Over 100 million thorough eye examinations involving pharmacologically induced pupil mydriasis are performed in the United States each year. It enables comprehensive posterior segment evaluation during Ophthalmic examination and the effects can last up to 24 h. However, individuals reported blurred vision and light sensitivity as side effects^16,17. Additionally, many mydriases inducing eye drops cause cycloplegia, this necessitates the administration of a novel agent to counteract the side effects and discomfort it causes¹⁸.

On September 27, the US Food and Drug Administration approved the use of Ryzumvi (phentolamine ophthalmic solution) 0.75% to reverse the pharmacologically-induced mydriasis that is mediated by adrenergic agonists (e.g. phenylephrine) or antimuscarinic drugs (e.g. tropicamide)^16,19. Approval was granted based on MIRA clinical trial programs that conducted experiments on various subject populations involving children and older adults and consistently showed a favorable safety and tolerability profile across all trials^20,21.

Mechanism of action

Pupil size is regulated by two opposing sets of muscles: the iris sphincter muscles controlled by the cholinergic agonists and the iris dilator muscles controlled by the adrenergic agonists¹⁸. Ryzumvi or phentolamine ophthalmic solution 0.75% is classified as a nonselective, reversible alpha-1 and alpha-2 adrenergic antagonist²². Dilation of the pupil is primarily controlled by the radial iris dilator muscles that surround the pupil; these muscles are stimulated by the alpha-1 adrenergic receptors. Ryzumvi exerts its mechanism of action by reversibly binding to alpha-1 adrenergic receptors, thereby designed effectively to reduce pupil diameter without affecting the ciliary muscle^16,22. Phentolamine directly inhibits the mydriatic effect of an alpha-1 adrenergic agonist and poses an indirect action to reverse the mydriasis associated with antimuscarinic agents on the iris sphincter muscle^16,22.

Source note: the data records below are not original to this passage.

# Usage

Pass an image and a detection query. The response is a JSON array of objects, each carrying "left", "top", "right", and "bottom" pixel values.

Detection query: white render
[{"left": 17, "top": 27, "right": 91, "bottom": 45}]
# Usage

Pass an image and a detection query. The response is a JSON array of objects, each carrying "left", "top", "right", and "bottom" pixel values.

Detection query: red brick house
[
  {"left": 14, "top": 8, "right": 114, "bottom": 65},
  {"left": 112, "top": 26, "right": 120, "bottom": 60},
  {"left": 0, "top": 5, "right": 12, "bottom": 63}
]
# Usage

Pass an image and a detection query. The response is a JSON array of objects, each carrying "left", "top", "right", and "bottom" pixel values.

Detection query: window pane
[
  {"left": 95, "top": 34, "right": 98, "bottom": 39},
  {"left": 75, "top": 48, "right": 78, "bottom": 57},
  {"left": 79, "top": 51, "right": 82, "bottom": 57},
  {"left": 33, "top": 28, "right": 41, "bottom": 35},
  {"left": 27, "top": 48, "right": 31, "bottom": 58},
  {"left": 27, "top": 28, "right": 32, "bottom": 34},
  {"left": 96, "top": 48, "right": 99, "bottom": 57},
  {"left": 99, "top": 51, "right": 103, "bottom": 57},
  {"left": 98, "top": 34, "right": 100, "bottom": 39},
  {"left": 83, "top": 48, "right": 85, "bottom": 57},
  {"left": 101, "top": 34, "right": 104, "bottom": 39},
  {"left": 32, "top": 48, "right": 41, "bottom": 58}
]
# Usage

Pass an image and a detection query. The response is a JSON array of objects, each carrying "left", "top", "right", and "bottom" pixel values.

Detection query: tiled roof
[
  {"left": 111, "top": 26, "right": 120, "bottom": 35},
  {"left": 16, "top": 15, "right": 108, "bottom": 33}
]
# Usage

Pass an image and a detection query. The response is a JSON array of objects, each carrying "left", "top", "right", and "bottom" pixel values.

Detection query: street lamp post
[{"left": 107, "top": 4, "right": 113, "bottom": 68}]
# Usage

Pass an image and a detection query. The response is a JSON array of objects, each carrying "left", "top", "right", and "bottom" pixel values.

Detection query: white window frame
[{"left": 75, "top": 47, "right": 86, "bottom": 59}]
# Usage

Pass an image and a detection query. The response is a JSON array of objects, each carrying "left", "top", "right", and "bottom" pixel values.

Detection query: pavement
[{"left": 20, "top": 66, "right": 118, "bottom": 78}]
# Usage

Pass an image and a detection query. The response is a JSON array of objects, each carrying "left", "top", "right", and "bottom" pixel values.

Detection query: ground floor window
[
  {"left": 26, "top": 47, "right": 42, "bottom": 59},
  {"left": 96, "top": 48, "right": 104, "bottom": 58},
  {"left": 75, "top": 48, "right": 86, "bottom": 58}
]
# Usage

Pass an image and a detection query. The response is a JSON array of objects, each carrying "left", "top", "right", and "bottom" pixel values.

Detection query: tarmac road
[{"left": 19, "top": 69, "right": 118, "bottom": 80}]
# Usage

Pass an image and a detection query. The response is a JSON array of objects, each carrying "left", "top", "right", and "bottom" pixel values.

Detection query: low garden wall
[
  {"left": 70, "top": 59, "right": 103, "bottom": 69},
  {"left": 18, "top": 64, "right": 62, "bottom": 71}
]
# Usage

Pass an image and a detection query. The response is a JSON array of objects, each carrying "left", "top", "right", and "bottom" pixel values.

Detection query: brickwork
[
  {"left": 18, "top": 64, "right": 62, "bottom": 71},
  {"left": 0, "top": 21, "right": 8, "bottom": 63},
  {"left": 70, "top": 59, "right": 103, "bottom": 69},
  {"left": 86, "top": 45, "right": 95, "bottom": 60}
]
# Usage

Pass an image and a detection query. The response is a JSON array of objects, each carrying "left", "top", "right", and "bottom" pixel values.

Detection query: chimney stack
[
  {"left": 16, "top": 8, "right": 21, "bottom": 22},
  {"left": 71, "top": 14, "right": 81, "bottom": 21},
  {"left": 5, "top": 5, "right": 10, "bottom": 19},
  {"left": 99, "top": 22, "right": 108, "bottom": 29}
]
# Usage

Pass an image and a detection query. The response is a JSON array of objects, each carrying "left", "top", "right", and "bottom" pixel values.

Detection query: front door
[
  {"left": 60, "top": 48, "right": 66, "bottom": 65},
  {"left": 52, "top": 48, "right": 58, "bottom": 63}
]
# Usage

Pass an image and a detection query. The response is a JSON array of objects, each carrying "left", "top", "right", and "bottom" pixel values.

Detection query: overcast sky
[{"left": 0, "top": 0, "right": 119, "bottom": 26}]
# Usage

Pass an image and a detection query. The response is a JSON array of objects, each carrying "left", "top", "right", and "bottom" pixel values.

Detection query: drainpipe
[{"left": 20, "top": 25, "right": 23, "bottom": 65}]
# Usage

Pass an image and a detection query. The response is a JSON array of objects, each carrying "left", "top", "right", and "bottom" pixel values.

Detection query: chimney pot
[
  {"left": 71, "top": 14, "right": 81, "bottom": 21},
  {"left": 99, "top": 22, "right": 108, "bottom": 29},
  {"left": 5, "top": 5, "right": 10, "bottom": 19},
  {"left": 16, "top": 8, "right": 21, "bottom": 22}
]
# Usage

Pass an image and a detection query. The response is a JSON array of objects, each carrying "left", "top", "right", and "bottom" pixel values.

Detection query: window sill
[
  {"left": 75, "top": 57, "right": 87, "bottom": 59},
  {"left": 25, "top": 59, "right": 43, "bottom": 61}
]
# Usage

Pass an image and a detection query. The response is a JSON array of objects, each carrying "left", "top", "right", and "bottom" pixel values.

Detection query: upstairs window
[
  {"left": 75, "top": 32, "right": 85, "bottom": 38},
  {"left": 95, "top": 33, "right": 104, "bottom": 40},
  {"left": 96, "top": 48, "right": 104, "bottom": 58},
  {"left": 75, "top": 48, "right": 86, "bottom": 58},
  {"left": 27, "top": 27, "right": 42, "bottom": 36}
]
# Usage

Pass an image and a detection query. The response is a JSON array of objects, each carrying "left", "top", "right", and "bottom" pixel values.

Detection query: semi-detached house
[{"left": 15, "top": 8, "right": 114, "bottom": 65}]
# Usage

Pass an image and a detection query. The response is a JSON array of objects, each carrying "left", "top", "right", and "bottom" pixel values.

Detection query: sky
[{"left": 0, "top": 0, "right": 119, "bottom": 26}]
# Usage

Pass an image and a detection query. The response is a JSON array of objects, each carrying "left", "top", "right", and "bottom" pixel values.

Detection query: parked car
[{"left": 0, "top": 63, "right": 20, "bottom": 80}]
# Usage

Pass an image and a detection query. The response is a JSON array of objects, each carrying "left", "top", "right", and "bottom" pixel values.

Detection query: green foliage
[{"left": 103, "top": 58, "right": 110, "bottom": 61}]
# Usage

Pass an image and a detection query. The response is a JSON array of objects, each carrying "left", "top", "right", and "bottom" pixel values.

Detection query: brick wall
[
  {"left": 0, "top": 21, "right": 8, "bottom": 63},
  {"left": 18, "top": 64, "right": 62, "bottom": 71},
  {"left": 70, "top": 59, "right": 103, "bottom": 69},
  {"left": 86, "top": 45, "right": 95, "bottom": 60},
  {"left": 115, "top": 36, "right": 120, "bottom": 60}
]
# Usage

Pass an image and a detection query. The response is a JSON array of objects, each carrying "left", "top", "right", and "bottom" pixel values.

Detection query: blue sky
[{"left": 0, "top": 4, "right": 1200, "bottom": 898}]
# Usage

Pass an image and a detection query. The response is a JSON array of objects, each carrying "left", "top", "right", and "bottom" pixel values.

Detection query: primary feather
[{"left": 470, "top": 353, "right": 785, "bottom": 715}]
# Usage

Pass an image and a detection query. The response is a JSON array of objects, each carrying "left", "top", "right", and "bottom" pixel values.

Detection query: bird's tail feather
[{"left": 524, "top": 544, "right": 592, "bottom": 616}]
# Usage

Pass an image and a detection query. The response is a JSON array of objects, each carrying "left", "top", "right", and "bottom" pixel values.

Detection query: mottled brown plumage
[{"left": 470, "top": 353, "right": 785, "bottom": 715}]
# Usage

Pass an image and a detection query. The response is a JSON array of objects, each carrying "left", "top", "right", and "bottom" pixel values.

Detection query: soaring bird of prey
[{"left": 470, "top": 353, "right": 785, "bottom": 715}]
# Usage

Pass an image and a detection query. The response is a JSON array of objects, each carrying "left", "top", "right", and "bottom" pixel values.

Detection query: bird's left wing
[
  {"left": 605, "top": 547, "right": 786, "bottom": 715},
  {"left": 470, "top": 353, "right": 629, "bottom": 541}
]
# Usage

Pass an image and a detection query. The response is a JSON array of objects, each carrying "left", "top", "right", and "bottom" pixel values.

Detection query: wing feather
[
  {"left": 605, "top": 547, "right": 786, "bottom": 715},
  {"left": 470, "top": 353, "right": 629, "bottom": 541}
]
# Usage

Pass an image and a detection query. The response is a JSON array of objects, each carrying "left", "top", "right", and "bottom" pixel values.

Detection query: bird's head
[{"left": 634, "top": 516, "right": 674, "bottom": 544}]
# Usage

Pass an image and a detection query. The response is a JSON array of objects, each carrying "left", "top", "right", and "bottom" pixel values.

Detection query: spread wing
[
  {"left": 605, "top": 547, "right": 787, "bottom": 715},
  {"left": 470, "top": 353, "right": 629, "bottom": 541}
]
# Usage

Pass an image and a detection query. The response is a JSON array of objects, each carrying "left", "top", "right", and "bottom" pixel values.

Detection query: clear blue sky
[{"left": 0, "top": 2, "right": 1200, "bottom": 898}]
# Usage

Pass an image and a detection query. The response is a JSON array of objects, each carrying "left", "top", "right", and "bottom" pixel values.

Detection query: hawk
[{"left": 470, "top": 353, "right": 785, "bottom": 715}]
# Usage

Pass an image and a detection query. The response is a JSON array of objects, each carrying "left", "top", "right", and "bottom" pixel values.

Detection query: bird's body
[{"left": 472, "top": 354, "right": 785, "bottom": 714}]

Clinical efficacy of ryzumvi

RYZUMVI’s ophthalmic solution underwent a rigorous assessment within the extensive MIRA clinical trial program, encompassing more than 600 participants in various phases, including MIRA-1 Phase 2b, MIRA-2, MIRA-3 Phase 3 pivotal trials, and MIRA-4 Phase 3 pediatric trials. Notably, the solution delivered remarkable results in the MIRA-2 and MIRA-3 trials by meeting primary and vital secondary goals. It confirmed its statistical superiority over a placebo in swiftly restoring dilated pupils to their initial size within 60 and 90 min. Equally important, the ophthalmic solution consistently demonstrated safety and tolerability in all trial phases. Additionally, the favorable outcomes from the MIRA-4 pediatric trial suggest the potential for an expanded application of the solution, including for individuals aged three and above, in managing Reversal Mydriasis²³.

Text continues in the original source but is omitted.